The request to clean the park is coming from the company that owns it, Brookfield Office Properties, on whose behalf the chief executive wrote a two-page letter to the NYPD asking for help "to clear the Park" and to "assist" on an "ongoing basis" to keep the area safe and clean.
In the Oct. 11 letter to NYPD Commissioner Ray Kelly, Brookfield's C.E.O., Richard B. Clark, said the four-week old "trespassing of the protesters" has created "a health and public safety issue that must be addressed immediately."
One safety issue, according to Clark, is that if the "underground lighting" has been "cracked, water could infiltrate the electrical system, putting occupants of the Park at risk of an electrical hazard."

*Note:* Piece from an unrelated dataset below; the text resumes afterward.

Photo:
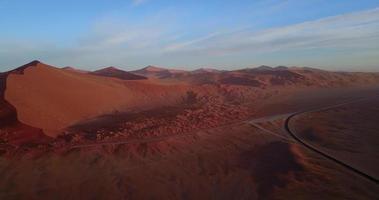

Clark also said a woman complained to the company that she had been "verbally abused in front of her 5-year-old child" and "that she had a package stolen from her as she tried to cross the Park."
"In light of this," Clark wrote, "we are again requesting the assistance of the New York City Police Department to help clear the Park so that we can undertake work at the earliest possible time. We will defer to the Department's judgement on how best to accomplish this, but the Department intervention is necessary both to ensure our ability to comply with our obligations as owners and to make the Park safe for the neighborhood and public."
After the cleanup, Clark said he would like to see "the Department assist Brookfield on an ongoing basis to ensure the safety of all those using and enjoying the Park."
The park in question is open to the public but is privately owned, meaning that it has effectively been up to Brookfield to decide how long the demonstrators would be allowed to stay there. Participants have been camped out in Zuccotti Park since Sept. 17.